Answer
${f^{\left( 8 \right)}}\left( 0 \right) = - 1575$
Work Step by Step
Write $f\left( x \right) = \sqrt {1 - {x^2}} = {\left( {1 + \left( { - {x^2}} \right)} \right)^{1/2}}$.
By Theorem 3:
${\left( {1 + x} \right)^a} = 1 + \dfrac{a}{{1!}}x + \dfrac{{a\left( {a - 1} \right)}}{{2!}}{x^2} + \dfrac{{a\left( {a - 1} \right)\left( {a - 2} \right)}}{{3!}}{x^3} + \cdot\cdot\cdot + \left( {\begin{array}{*{20}{c}}
a\\
n
\end{array}} \right){x^n} + \cdot\cdot\cdot$
converges for $\left| x \right| \lt 1$.
Setting $a = \dfrac{1}{2}$ and substituting $ - {x^2}$ for $x$ in the series above gives
$f\left( x \right) = \sqrt {1 - {x^2}} = {\left( {1 + \left( { - {x^2}} \right)} \right)^{1/2}}$
$ = 1 - \dfrac{{\dfrac{1}{2}}}{{1!}}{x^2} + \dfrac{{\dfrac{1}{2}\left( { - \dfrac{1}{2}} \right)}}{{2!}}{x^4} - \dfrac{{\dfrac{1}{2}\left( { - \dfrac{1}{2}} \right)\left( { - \dfrac{3}{2}} \right)}}{{3!}}{x^6} + \cdot\cdot\cdot + {\left( { - 1} \right)^n}\left( {\begin{array}{*{20}{c}}
{1/2}\\
n
\end{array}} \right){x^{2n}} + \cdot\cdot\cdot$
converges for $\left| { - {x^2}} \right| \lt 1$.
Thus,
$f\left( x \right) = \mathop \sum \limits_{n = 0}^\infty {\left( { - 1} \right)^n}\left( {\begin{array}{*{20}{c}}
{1/2}\\
n
\end{array}} \right){x^{2n}}$, ${\ \ \ }$ converges for $\left| x \right| \lt 1$.

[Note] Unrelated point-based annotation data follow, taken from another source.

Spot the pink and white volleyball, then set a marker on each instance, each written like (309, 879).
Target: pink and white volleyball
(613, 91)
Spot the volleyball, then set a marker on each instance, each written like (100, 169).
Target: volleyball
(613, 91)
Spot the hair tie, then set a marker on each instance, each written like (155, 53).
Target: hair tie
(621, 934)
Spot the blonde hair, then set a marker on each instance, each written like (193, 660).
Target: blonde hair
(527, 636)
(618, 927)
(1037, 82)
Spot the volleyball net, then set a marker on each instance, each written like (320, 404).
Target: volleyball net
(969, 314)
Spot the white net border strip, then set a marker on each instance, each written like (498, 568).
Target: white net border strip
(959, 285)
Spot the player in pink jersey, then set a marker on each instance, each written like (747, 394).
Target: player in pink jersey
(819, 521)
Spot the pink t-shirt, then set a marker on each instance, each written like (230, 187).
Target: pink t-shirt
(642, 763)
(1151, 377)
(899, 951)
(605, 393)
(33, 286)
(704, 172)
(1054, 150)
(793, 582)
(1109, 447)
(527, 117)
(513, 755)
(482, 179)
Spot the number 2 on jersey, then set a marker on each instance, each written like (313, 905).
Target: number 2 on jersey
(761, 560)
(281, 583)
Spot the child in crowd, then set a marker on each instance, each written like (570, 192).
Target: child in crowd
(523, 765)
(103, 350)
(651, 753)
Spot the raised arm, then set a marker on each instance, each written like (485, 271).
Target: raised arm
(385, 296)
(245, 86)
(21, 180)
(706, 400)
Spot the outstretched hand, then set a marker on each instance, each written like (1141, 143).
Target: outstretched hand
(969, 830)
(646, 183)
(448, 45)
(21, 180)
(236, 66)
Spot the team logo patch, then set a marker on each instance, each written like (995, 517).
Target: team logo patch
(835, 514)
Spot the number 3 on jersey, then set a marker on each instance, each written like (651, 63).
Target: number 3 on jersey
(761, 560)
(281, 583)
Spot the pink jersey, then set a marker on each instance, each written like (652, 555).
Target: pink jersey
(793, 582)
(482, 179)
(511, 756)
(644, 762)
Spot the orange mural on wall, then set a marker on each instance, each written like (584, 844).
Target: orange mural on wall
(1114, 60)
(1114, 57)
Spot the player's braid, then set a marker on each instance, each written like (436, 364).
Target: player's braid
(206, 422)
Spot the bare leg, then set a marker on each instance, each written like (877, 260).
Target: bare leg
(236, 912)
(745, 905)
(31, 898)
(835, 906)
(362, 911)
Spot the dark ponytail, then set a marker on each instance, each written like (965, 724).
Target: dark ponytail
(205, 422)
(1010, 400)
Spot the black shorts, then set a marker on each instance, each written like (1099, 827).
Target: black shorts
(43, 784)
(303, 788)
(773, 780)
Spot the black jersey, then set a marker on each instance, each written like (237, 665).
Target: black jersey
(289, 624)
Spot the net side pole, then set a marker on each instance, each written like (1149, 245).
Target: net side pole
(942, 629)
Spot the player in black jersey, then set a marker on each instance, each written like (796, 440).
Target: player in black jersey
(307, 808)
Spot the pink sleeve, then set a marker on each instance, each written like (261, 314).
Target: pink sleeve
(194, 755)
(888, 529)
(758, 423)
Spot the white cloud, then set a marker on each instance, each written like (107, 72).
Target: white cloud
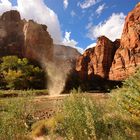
(73, 13)
(100, 9)
(91, 46)
(67, 41)
(5, 5)
(89, 25)
(111, 28)
(87, 3)
(66, 3)
(38, 11)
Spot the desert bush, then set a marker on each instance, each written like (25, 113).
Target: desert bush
(20, 74)
(83, 118)
(128, 97)
(78, 122)
(15, 118)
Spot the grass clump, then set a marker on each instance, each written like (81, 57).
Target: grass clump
(15, 118)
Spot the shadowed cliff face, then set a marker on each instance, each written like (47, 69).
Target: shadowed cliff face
(97, 60)
(127, 57)
(62, 67)
(113, 60)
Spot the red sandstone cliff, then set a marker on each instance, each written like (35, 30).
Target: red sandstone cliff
(127, 57)
(114, 60)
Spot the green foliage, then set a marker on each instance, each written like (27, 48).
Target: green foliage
(20, 74)
(15, 118)
(128, 97)
(78, 122)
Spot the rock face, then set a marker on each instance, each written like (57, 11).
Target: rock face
(127, 57)
(25, 39)
(97, 60)
(114, 60)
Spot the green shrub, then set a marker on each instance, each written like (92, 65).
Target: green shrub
(15, 118)
(78, 122)
(128, 97)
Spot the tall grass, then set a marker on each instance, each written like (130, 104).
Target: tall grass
(15, 118)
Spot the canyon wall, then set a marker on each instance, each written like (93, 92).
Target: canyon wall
(114, 60)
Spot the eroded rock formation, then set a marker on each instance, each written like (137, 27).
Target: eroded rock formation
(127, 57)
(114, 60)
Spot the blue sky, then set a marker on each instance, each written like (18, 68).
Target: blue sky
(80, 22)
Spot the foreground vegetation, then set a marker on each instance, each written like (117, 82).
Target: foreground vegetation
(84, 118)
(78, 117)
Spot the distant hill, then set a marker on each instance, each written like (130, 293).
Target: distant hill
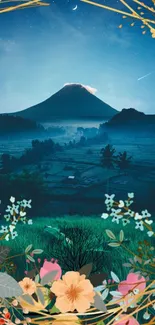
(15, 124)
(71, 102)
(131, 119)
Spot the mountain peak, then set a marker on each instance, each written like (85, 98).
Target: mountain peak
(79, 86)
(73, 101)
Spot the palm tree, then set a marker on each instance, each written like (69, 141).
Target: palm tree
(123, 160)
(107, 156)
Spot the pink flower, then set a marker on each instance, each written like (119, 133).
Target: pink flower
(134, 283)
(49, 267)
(126, 321)
(27, 261)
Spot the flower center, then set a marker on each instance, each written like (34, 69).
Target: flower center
(73, 293)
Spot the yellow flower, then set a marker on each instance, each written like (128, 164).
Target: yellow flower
(152, 30)
(28, 286)
(73, 292)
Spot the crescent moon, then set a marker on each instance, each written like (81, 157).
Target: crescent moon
(74, 8)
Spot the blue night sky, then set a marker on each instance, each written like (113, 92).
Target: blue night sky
(43, 48)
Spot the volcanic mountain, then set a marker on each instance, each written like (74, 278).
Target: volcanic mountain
(131, 118)
(73, 101)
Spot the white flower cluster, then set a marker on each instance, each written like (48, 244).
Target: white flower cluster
(120, 211)
(15, 214)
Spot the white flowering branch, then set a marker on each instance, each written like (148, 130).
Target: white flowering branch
(15, 213)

According to Maclaurin series: $f\left( x \right) = \mathop \sum \limits_{n = 0}^\infty \dfrac{{{f^{\left( n \right)}}\left( 0 \right)}}{{n!}}{x^n}$.
We set $n=4$ in the series $f\left( x \right) = \mathop \sum \limits_{n = 0}^\infty {\left( { - 1} \right)^n}\left( {\begin{array}{*{20}{c}}
{1/2}\\
n
\end{array}} \right){x^{2n}}$, such that the coefficient of ${x^8}$ be ${\left( { - 1} \right)^4}\left( {\begin{array}{*{20}{c}}
{1/2}\\
4
\end{array}} \right)$.
Thus,
$\dfrac{{{f^{\left( 8 \right)}}\left( 0 \right)}}{{8!}} = {\left( { - 1} \right)^4}\left( {\begin{array}{*{20}{c}}
{1/2}\\
4
\end{array}} \right)$
${f^{\left( 8 \right)}}\left( 0 \right) = {\left( { - 1} \right)^4}\left( {\begin{array}{*{20}{c}}
{1/2}\\
4
\end{array}} \right)8! = \dfrac{{\dfrac{1}{2}\left( { - \dfrac{1}{2}} \right)\left( { - \dfrac{3}{2}} \right)\left( { - \dfrac{5}{2}} \right)}}{{4!}}8! = - \dfrac{{15}}{{16}}\left( {5\cdot 6\cdot 7\cdot 8} \right)$
So, ${f^{\left( 8 \right)}}\left( 0 \right) = - 1575$.